Rock and Roll Book Club: Duncan Hannah's '20th Century Boy'

Duncan Hannah's '20th Century Boy.'
Duncan Hannah's '20th Century Boy.' (Jay Gabler/MPR)

Imagine you're a college kid from Minnesota, hanging out in New York City in 1973. You see Bob Dylan, and you go up to him. "Hello," you say with a smile, "I'm from Minneapolis."

His response? "Go back."

That didn't happen to Duncan Hannah, but it did happen to one of his fellow Gopher State expats. Hannah himself got to say things like this, at CBGB. "Eno, this is Nico. Nico, this is Eno."

Such was life for a young, good-looking artist with a nose for parties and a head for booze. Hannah's 1970s adventures are chronicled in the new book 20th Century Boy, a compilation of 20 journals Hannah kept, "under the spell of Kerouac." In a preface, he explains that he's edited out his drug-addled attempts at stream-of-consciousness creative writing, keeping what he presumes readers will really care about: the stars, and the sex.

There's an incredible amount of sex in 20th Century Boy — but as they say, it was the '70s. Hannah was a highly sexed, none-too-reticent young man in one of the century's most notorious hook-up scenes. What do you expect? None of the sex involves celebrities, but that's what the rest of the book is for.

Hannah grew up in Minneapolis, kicked out of Blake for selling LSD ("under duress," he claims). The book starts in 1970, as he's finishing up at Eisenhower High School in Hopkins and jamming with an early band called the Hurricane Boys. In addition to going to all the concerts he could, Hannah worked as an usher at the Guthrie — then a serious venue for rock concerts by artists like Janis Joplin, with whom Hannah naturally got high backstage.

In 1971, Hannah started at Bard College, later transferring to the Parsons College of Design. That put him at ground zero for the legendary New York scene of the '70s, and he made the most of it...or as much as he could given that he seems to have been drunk approximately half the time. For example, he once shared a car with David Bowie, Andy Warhol, and Brian Ferry. He was so drunk, he didn't say a word for fear he'd make a fool of himself.
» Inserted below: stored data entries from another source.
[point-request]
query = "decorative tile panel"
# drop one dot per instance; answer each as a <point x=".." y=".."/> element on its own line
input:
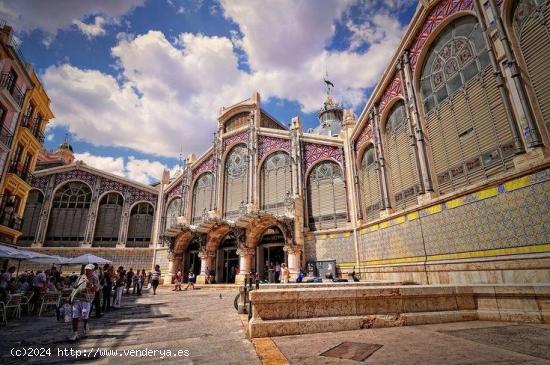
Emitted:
<point x="337" y="246"/>
<point x="441" y="11"/>
<point x="236" y="138"/>
<point x="75" y="175"/>
<point x="365" y="136"/>
<point x="316" y="152"/>
<point x="110" y="185"/>
<point x="510" y="215"/>
<point x="40" y="182"/>
<point x="267" y="144"/>
<point x="134" y="195"/>
<point x="206" y="165"/>
<point x="392" y="90"/>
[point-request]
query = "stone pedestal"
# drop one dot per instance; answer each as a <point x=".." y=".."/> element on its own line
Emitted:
<point x="294" y="256"/>
<point x="207" y="263"/>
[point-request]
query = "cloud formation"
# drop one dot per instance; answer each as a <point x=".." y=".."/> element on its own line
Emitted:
<point x="140" y="170"/>
<point x="166" y="95"/>
<point x="52" y="16"/>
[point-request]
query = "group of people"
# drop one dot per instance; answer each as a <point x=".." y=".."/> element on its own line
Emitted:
<point x="98" y="289"/>
<point x="178" y="281"/>
<point x="274" y="272"/>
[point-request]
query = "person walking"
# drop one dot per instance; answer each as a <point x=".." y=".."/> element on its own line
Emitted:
<point x="155" y="278"/>
<point x="96" y="304"/>
<point x="81" y="297"/>
<point x="141" y="281"/>
<point x="107" y="287"/>
<point x="285" y="274"/>
<point x="179" y="277"/>
<point x="191" y="280"/>
<point x="119" y="286"/>
<point x="129" y="280"/>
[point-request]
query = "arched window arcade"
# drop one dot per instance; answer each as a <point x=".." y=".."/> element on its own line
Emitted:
<point x="326" y="196"/>
<point x="31" y="216"/>
<point x="400" y="159"/>
<point x="109" y="216"/>
<point x="203" y="196"/>
<point x="276" y="182"/>
<point x="140" y="225"/>
<point x="236" y="181"/>
<point x="467" y="130"/>
<point x="69" y="215"/>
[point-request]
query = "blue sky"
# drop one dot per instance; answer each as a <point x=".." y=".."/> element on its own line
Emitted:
<point x="137" y="82"/>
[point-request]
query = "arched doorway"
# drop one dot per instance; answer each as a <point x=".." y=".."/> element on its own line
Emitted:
<point x="270" y="254"/>
<point x="227" y="260"/>
<point x="192" y="259"/>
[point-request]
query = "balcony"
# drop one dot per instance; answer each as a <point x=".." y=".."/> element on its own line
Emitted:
<point x="7" y="81"/>
<point x="20" y="170"/>
<point x="8" y="216"/>
<point x="6" y="136"/>
<point x="11" y="220"/>
<point x="33" y="125"/>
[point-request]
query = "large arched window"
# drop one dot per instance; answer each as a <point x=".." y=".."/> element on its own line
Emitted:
<point x="173" y="212"/>
<point x="237" y="121"/>
<point x="140" y="226"/>
<point x="532" y="28"/>
<point x="466" y="125"/>
<point x="326" y="196"/>
<point x="236" y="181"/>
<point x="276" y="182"/>
<point x="203" y="196"/>
<point x="400" y="158"/>
<point x="109" y="215"/>
<point x="370" y="184"/>
<point x="31" y="216"/>
<point x="69" y="215"/>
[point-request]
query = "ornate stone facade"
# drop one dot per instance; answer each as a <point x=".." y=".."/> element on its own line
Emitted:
<point x="465" y="145"/>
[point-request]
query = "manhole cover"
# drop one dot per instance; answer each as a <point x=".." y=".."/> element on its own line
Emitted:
<point x="180" y="319"/>
<point x="357" y="351"/>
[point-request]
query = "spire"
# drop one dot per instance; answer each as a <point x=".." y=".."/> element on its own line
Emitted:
<point x="328" y="84"/>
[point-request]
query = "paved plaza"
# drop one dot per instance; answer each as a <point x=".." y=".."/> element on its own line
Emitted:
<point x="204" y="323"/>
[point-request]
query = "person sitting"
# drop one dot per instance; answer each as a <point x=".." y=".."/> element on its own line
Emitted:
<point x="177" y="285"/>
<point x="191" y="280"/>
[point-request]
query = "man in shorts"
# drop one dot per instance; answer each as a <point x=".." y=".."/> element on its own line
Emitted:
<point x="81" y="298"/>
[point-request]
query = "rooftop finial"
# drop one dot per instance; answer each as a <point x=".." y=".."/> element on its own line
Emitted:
<point x="329" y="85"/>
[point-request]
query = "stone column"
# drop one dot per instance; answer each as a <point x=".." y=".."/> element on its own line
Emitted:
<point x="246" y="255"/>
<point x="207" y="262"/>
<point x="378" y="147"/>
<point x="45" y="213"/>
<point x="412" y="110"/>
<point x="532" y="134"/>
<point x="518" y="143"/>
<point x="294" y="257"/>
<point x="92" y="214"/>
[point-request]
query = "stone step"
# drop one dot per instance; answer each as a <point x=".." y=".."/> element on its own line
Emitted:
<point x="284" y="327"/>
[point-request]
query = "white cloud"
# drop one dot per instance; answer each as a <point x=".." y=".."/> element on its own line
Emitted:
<point x="165" y="96"/>
<point x="140" y="170"/>
<point x="93" y="29"/>
<point x="54" y="15"/>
An early regular at CBGB, Hannah befriended Television — even trying out for the band when they were considering replacing their drummer. He took Andy Warhol to see Talking Heads for the first time ("They're so cute," declared Warhol when the band played "Artists Only"), and later shot them at Warhol's studio for Interview magazine. He bumped into Patti Smith at the laundromat, and woke up in bed next to William Wegman's dog Man Ray.

One way to read the book is just to jump into the index and see what pops up. Ray Davies? There he is in 1977, at a Saturday Night Live cast party after the Kinks played the show, sitting sullenly with a "completely" unfunny Steve Martin. Todd Rundgren? There he is at Iggy Pop's 1973 New Year's Eve party, with his Playmate girlfriend Bebe Buell, wearing suits "that look like they were made from matching shower curtains." Steven Tyler? There he is at a party in 1975. "I eavesdropped on him," wrote Hannah, "was surprised at how stupid he seemed."

Therein lies the beauty of these journals having been written in the moment. This isn't a memoir, it's a diary of the life of an artist on the make, aware that history is being made but unsure just where the chips will fall. It's a document of how readily the worlds of art and music crossed in New York in the '70s, and the fact that Hannah came from the art side of that equation meant that he was more focused on the personalities than on the songs.

Some rock fans will just about die reading this — Hannah had a chance to chat with David Bowie in the 1970s, and the best he could come up with asking him whether he's looking for material for new songs? — but this scene was full of Duncan Hannahs, and in that respect the book feels gratifyingly typical. Yes, there was a time when you could walk into a shoe store and there would be John Lennon, waiting for Yoko to try on a pair of boots.

The diaries end in 1981, just as Hannah is becoming famous enough to be written about in Interview. Throughout, Hannah chronicles his occasional returns to his hometown. Here he is recounting Christmas 1975.

Cocktail hour with Dad before dinner. When Mom calls "Dinner's ready," Dad says, "Let's have a rammer," which is a glass of bourbon to be thrown down the hatch thirty seconds before you sit down to the dinner table. Candlelight and wine. Dad discusses the troubled world we live in. It gets him down. He turns the conversation to me and my struggle to "make it." At one point he says, "Look, I don't know anything about art, and I don't care." Will it be ever thus? It's snowing outside the window.

"Minnesota is on the cover of Time magazine," wrote Hannah in 1973. "Says it's the best place to live in the U.S. I can't wait to leave."